The Right to Be Lazy

Instead of taking advantage of periods of crisis, for a general distribution of their products and a universal holiday, the laborers, perishing with hunger, go and beat their heads against the doors of the workshops.  With pale faces, emaciated bodies, pitiful speeches they assail the manufacturers: “Good M. Chagot, sweet M. Schneider, give us work, it is not hunger, but the passion for work which torments us”.  And these wretches, who have scarcely the strength to stand upright, sell twelve and fourteen hours of work twice as cheap as when they had bread on the table.  And the philanthropists of industry profit by their lockouts to manufacture at lower cost.
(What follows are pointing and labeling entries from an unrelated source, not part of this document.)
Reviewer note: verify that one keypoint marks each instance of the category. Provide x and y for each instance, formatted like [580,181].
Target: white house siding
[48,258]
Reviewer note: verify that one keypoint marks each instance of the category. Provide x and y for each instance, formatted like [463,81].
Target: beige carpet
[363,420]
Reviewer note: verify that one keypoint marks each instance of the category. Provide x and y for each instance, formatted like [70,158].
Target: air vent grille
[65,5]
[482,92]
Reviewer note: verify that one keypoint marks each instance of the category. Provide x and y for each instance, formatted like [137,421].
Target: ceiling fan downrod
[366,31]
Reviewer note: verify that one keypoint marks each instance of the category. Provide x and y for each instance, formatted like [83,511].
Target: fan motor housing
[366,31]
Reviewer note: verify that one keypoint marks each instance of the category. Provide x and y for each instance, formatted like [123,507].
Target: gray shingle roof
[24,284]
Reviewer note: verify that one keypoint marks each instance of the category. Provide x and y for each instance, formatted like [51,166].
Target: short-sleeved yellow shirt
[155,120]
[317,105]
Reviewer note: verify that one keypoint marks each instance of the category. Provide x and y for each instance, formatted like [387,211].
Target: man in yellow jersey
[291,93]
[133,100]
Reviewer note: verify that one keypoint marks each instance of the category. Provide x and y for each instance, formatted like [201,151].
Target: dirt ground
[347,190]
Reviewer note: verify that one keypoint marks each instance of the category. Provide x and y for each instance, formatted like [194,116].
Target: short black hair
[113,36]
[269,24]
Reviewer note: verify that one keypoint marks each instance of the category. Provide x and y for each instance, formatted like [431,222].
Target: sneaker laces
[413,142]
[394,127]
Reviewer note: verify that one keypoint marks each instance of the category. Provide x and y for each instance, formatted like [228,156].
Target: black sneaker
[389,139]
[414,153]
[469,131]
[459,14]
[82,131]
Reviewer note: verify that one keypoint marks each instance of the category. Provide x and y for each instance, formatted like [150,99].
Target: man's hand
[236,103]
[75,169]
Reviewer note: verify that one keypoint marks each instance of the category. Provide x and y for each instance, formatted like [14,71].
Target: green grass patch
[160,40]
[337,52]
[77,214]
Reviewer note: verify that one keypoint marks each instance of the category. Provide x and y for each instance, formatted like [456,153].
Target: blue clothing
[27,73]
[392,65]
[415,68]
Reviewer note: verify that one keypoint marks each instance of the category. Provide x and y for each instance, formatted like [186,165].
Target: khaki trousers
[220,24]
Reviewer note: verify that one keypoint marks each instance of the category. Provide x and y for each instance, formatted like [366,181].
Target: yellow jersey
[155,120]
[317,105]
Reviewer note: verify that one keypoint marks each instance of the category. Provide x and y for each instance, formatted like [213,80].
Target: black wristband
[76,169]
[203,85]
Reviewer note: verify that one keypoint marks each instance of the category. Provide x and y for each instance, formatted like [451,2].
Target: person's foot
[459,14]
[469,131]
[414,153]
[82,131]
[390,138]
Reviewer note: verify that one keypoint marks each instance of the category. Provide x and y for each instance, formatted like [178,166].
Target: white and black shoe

If industrial crises follow periods of overwork as inevitably as night follows day, bringing after them lockouts and poverty without end, they also lead to inevitable bankruptcy.  So long as the manufacturer has credit he gives free rein to the rage for work.  He borrows, and borrows again, to furnish raw material to his laborers, and goes on producing without considering that the market is becoming satiated and that if his goods don’t happen to be sold, his notes will still come due.  At his wits’ end, he implores the banker; he throws himself at his feet, offering his blood, his honor.  “A little gold will do my business better”, answers the Rothschild.  “You have 20,000 pairs of hose in your warehouse; they are worth 20c.  I will take them at 4c.”  The banker gets possession of the goods and sells them at 6c or 8c, and pockets certain frisky dollars which owe nothing to anybody: but the manufacturer has stepped back for a better leap.  At last the crash comes and the warehouses disgorge.  Then so much merchandise is thrown out of the window that you cannot imagine how it came in by the door.  Hundreds of millions are required to figure the value of the goods that are destroyed.  In the last century they were burned or thrown into the water.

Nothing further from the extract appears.